His punky, underground aesthetic, appropriating protected footage and shaping it into anticorporate raspberries, isn’t quite as inflammatory as it used to be, mainly because everybody’s doing it (or did it in the ’90s). But it’s nice to see Baldwin’s still got fire. With Mock Up on Mu, he resurrects some of the more shadowy figures of California’s cult circles, like rocket scientist Jack Parsons and Scientology’s L. Ron Hubbard, and manufactures a crazy narrative partly set on the moon in the year 2019. Nuclear waste, floating space weapons, cocktail-bar seductions: All blur anarchically with footage and sound from sources ranging from The Brain That Wouldn’t Die to Capricorn One.

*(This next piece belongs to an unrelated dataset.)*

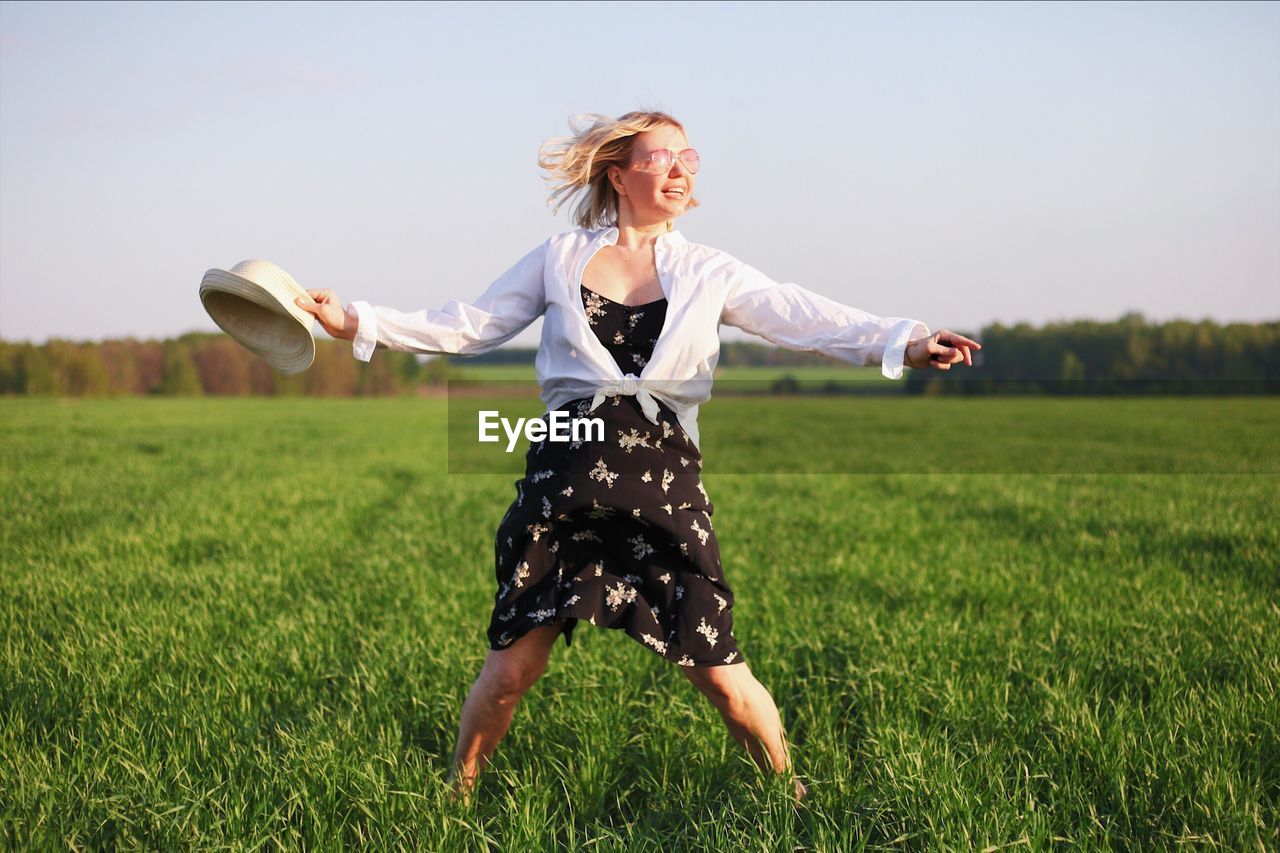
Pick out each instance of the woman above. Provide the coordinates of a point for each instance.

Does it work? Define work. Baldwin’s real subject, encapsulated in his jittery 1991 masterpiece, Tribulation 99: Alien Anomalies Under America, is paranoia. The slamming together of innocent images from the ’50s and ’60s into vast conspiracy theories bears the mark of a damaged mind, of self-scarring compulsion. This is why Mu, as welcome as it is, feels a little troublesome: a two-hour jeremiad from a techno-prophet trapped by his own fear. You have to let the movie wash over you—and even on Mu’s own terms, Baldwin has been more savage and clever elsewhere. Still, the film is as dizzy with reference as Paul’s Boutique. Baldwin trucks on, legalities be damned. You owe it to the spirit of all that’s alternative to support Anthology’s booking.